Pemberantas korupsi Indoensia ditengarai para aktifias anti korupsi memasuki babak baru. Pasca prcepatan pemecatan 57 pegawai Komisi pemberantasan korupsi (KPK). Tepat tanggal 30 September 2021 mereka secara resmi dipecat. Mereka dipecat karena tidak lolos Tes Wawasan kebangsaan (TWK) di KPK. Sekarang mereka sebagian ada yang diangkat jadi ASN di Kepolisian.

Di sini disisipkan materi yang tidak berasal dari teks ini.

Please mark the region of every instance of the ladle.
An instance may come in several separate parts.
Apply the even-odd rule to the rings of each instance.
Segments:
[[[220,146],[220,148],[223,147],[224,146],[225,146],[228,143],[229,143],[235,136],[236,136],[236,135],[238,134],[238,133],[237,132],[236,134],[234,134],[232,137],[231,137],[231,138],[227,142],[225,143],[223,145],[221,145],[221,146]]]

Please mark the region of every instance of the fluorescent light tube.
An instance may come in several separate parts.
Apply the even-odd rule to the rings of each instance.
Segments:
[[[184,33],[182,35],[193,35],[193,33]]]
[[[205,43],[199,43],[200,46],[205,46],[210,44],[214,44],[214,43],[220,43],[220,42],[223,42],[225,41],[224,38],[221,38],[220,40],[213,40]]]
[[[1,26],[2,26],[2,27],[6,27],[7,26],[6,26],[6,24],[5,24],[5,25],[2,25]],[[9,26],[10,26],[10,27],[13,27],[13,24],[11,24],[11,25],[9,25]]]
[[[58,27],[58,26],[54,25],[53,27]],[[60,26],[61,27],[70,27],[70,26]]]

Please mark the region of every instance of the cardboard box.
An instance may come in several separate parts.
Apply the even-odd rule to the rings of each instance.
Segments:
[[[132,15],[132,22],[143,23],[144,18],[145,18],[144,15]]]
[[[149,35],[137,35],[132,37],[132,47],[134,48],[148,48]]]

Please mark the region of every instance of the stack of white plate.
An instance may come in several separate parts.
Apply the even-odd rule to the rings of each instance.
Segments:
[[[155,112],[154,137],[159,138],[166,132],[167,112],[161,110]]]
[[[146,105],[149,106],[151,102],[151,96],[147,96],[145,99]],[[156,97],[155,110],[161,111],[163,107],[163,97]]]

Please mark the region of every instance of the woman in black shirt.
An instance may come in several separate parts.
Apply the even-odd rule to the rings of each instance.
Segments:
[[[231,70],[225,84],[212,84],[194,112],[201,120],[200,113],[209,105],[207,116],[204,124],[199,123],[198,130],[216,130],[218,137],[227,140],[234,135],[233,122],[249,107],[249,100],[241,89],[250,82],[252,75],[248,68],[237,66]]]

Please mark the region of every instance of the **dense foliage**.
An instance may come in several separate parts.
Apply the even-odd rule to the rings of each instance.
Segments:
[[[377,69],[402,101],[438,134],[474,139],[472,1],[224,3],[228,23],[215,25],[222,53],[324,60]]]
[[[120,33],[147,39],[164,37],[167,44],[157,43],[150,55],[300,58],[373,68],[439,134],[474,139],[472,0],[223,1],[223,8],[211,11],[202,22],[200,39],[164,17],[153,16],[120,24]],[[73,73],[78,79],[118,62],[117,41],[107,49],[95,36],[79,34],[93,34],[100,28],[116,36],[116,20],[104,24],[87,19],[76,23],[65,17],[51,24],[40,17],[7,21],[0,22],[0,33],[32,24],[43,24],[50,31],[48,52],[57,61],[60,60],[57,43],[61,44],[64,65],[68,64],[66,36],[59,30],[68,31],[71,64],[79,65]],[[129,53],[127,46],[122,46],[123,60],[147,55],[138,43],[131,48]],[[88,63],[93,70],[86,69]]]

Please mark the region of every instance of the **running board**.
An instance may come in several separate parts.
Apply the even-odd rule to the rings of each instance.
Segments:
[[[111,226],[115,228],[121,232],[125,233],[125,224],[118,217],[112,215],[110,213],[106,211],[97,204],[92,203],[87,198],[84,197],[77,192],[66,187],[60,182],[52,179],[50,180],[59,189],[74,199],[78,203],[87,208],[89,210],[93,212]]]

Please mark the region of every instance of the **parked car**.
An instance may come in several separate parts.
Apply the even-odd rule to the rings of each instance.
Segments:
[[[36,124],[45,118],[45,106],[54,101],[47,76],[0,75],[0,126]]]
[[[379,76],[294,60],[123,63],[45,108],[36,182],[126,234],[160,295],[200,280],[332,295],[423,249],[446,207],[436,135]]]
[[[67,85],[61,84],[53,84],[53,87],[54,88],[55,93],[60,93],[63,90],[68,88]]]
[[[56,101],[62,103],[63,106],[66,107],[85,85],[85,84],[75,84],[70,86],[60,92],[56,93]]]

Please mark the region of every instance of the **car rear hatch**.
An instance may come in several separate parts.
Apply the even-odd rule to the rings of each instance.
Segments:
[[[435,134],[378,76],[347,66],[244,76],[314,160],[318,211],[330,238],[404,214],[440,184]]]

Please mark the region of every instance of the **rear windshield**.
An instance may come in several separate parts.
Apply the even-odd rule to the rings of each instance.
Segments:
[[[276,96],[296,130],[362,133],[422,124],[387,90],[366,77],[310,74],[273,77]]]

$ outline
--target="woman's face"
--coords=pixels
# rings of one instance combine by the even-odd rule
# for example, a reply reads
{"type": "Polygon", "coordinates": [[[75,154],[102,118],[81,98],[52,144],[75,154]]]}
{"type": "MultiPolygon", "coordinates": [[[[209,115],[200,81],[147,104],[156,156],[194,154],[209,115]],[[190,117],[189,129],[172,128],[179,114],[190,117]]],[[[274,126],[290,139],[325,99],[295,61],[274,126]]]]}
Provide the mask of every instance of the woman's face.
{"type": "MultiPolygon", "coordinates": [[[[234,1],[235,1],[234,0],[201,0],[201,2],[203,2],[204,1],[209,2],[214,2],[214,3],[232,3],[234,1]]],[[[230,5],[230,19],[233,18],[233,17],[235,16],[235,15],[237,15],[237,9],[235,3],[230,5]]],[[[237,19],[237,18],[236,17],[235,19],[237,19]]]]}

30 September tahun 1965 adalah gerakan penculikan dan pembunuhan yang sebagiannya adalah pasukan cakrabirawa pengawal presiden waktu itu. Kini tanggal yang sama dijadikan untuk memecat pegawai KPK. Kalau dulu tanggal 30 September 1965 para jenderal TNI angkatan darat (AD) dibunuh, maka pada tanggal yang sama di tahun 2021, yang berbeda selisih 56 tahun para "jenderal" pemberantasan korupsi pun "dibunuh" karirnya di KPK.
Novel Baswedan dan kawan-kawan disingkirkan dari habitatnya yaitu KPK. Dugaan saya mungkin agar mata rantai penanganan kasus korupsi besar seperti kasus bansos tidak terungkap secara tuntas. Perburuan Harun Masiku selama ini sepertinya menemui jalan buntu, padahal ada bekas anggota penyelidik KPK yang mempunyai informasi bahwa tersangka Harun Masiku berada di Indonesia sebagaimana dikatakan dalam acara diskusi di televisi. Tapi karena sudah tidak ada wewenang lagi kemudian dirinya tidak bisa mengeksekusi untuk menangkap.
Harun Masiku lenyap seperti letnan satu Dul Arief selaku komandan lapangan pasukan penculik para jenderal pahlawan revolusi yang sampai kini tidak tentu rimbanya. Memang dalam operasi intelijen orang yang tahu banyak harus dihabisi setelah tugasnya selesai.
***
Kini walaupun KPK berhasil menangkap wakil ketua DPR Aziz Syamsudin merupakan angota legislatif dari partai pendukung pemerintah yang kini resmi sebagai tersangka kasus korupsi. Serta menangkap kasus yang diduga dilakukan kepala daerah, seperti di Probolingo dan Banjarnegara. Tapi mereka bukanlah dari partai penguasa pendukung pmerintah seperti harun Masiku.
Kini nasib 57 pegawai KPK yang oleh seorang mantan pimpinan KPK dikatakan adalah orang-orang yang penuh integritasmasuk menjadi ASN atas tawaran iKapolri untuk masuk menjadi ASN di Polri. Sungguh tidak masuk di akal orang telah gagal tes di KPK kemudian ditarik ke Polri. Ataukah ini sengaja untuk memindah orang-orang kunci di KPK yang mengetahui kasus korupsi besar orang berpengaruh yang juga pembesar negeri ini untuk tidak bisa diusut?
Mungkin upaya memindahkan para pecatan pegawai KPK menjadi ASN Polri adalah agar mereka terpisah dari habitat sesunguhnya yaitu KPK. Dimana mereka ahli dalam soal pemberantasan korupsi. Bandingkan apabila para pecatan KPK itu masuk menjadi ASN Polri maka ada kmungkinan akan mudah di kooptasi dan dihegemoni oleh kekuatan eksekutif.
Jadi sebenarnya penanganan korupsi di Indonesia pasca 30 September 2021 bisa diduga memiliki dua muka. Pertama, keras terhadap para koruptor dari pihak yang berseberangan dengan penguasa. Kedua, lembek terhadap koruptor yang dekat dengan kekuasaan. Terutama mandul terhadap pelaku korupsi dari partai penguasa. Seperti kasus Harun Masiku yang sampai sekarang tidak bisa diendus oleh KPK seperti hilang "ditelan bumi". Apakah kasus harun Masiku itu sengaja dilindungi atau memang dimatikan untuk tidak terungkap.
Ke depan dengan melihat gelagat ketidaknetaralan dalam penanganan korupsi kita bisa menduga bahwa penanganan korupsi akan melakukan "tebang pilih" dalam pemberantasan korupsi. Dimana tajam pada pihak berseberangan dengan partai penguasa sebaliknya tumpul apabila berhubungan dengan penguasa.